Tempo fa, quand’ero a Sarzana (SP) come comandante del 5° Gruppo Elicotteri della Marina, una delle attività più emozionanti fu quella di accompagnare Babbo Natale, volando con l'elicottero al posto delle renne, per consegnare i regali ai bambini dell'ospedale Gaslini di Genova.
Decolliamo da Sarzana verso le 9:30 di una fredda ma soleggiata mattina invernale e sorvoliamo la costa a bassa quota fino a Genova. Dopo 10 minuti siamo sopra Lerici e attraversiamo il Golfo dei Poeti fino a passare tra Porto Venere e l'isola della Palmaria. Vediamo alcuni scorci della Via dell'Amore e ci immergiamo nel Parco Nazionale delle Cinque Terre, con i suoi caratteristici paesini incastonati nelle insenature create dall'erosione millenaria del mare. Da est verso ovest scorrono sotto di noi Monterosso, Vernazza, Corniglia, Manarola e Riomaggiore; agglomerati di coloratissime case e terrazzamenti agricoli, ai quali si alternano spiaggette e baie turchesi che creano un paesaggio unico al mondo, patrimonio dell’umanità. Poi saliamo su un promontorio boschivo a picco sul mare che riporta ancora le ferite dell’incendio estivo, le cui fiamme sono state domate, anche con l’ausilio dei nostri elicotteri, versando l’acqua prelevata dal mare sottostante. Proseguendo verso Genova, a metà strada, sorvoliamo la penisola di Portofino con le sue terrazze variopinte e il pittoresco porticciolo.
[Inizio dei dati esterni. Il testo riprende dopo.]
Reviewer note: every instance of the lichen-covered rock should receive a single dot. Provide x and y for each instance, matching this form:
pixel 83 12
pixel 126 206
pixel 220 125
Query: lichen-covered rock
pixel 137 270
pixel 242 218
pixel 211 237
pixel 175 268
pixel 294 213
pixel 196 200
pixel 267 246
Arrivati nei pressi dell'ospedale Gaslini, lasciamo la costa e decidiamo di fare un lento girotondo davanti alle finestre dei piccoli pazienti. Apriamo il portellone laterale e Babbo Natale si affaccia dall'elicottero, salutando i bambini increduli con le sue grandi mani, come a volerli stringere in un unico grande abbraccio. I bambini, con i visi appiccicati ai vetri, rispondono pieni di meraviglia.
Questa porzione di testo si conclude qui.